When he was led from the courtroom, Bulger gave a thumbs-up sign to a few of his family members seated behind him, prompting a woman sitting with relatives of victims to yell out, "Rat a tat Whitey." His sentencing is set for Nov. 13.
His lawyer, J.W. Carney Jr., vowed to appeal. He said the basis for an appeal would be that Judge Denise Casper had not allowed Bulger to mount the defense he wanted: that he was given immunity for his crimes — in essence, that he had a license to kill.
Others said such an argument was ludicrous and had little chance of success, particularly since Bulger maintained he was never an informant.
"It's difficult enough to persuade a court of appeals that you were immunized for proven murders if you were an informant," said Martin Weinberg, a prominent Boston criminal defense lawyer. "It's impossible to make that argument when you say you were never an informant."
Perhaps one glimmer of gratification for Bulger was that the jury reached "no finding" in the death of Debra Davis, one of two women he was accused of strangling. He has long maintained that his personal code of honor did not allow for the killing of women, although the jury did determine that he had killed the other woman, Deborah Hussey. Davis was the longtime girlfriend of Stephen "The Rifleman" Flemmi, Bulger's former partner in crime who testified against him. Hussey was the daughter of another of Flemmi's longtime girlfriends.
Weinberg said the seven murders that the government had not proved Bulger had committed were the oldest of the murder charges and were based on uncorroborated testimony. But, he noted, the jury also rejected the defense's argument that "because the FBI was corrupt, Mr.
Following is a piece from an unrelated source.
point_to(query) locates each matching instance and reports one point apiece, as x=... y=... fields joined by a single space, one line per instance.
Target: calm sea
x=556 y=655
Bulger deserved to be exonerated."
Though previous courtroom proceedings — notably those presided over by Judge Mark L. Wolf in U.S. District Court in 1998 — exposed the symbiotic relationship between Bulger's Winter Hill Gang and the FBI, this trial focused more on Bulger's criminal actions while under the bureau's protection.
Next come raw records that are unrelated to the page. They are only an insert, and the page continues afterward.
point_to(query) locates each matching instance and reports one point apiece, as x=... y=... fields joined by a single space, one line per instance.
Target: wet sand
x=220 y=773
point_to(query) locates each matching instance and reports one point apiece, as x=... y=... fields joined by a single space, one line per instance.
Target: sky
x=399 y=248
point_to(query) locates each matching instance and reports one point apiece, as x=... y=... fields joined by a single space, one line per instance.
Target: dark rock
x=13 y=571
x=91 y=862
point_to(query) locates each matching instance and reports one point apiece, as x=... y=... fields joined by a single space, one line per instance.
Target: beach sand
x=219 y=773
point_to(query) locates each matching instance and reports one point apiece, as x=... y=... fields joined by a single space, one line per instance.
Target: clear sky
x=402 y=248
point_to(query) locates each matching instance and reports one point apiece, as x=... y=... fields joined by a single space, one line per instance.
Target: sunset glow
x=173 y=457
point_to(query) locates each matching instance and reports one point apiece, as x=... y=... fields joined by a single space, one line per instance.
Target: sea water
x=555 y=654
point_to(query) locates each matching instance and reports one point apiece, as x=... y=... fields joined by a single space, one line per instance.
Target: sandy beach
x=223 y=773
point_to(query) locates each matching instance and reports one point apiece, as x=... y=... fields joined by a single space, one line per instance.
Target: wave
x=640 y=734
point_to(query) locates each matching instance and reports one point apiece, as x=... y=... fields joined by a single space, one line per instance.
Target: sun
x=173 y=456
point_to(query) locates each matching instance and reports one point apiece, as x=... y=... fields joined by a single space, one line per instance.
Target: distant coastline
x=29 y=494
Fred Wyshak, the assistant U.S. attorney who was the lead prosecutor, maintained that some victims were killed because the FBI had told Bulger they were informants who were going to testify against him. Others were rival hoodlums or innocent bystanders.
"The depth of depravity is stunning — the killing of weak people, the women, the treachery against their own friends, shooting them in the back of the head," said Anthony Cardinale, a criminal defense lawyer who has represented mobsters and who first exposed Bulger as an FBI informant. "It's almost Tosca-esque in terms of the treachery that went on and, in the end, everyone winds up dead."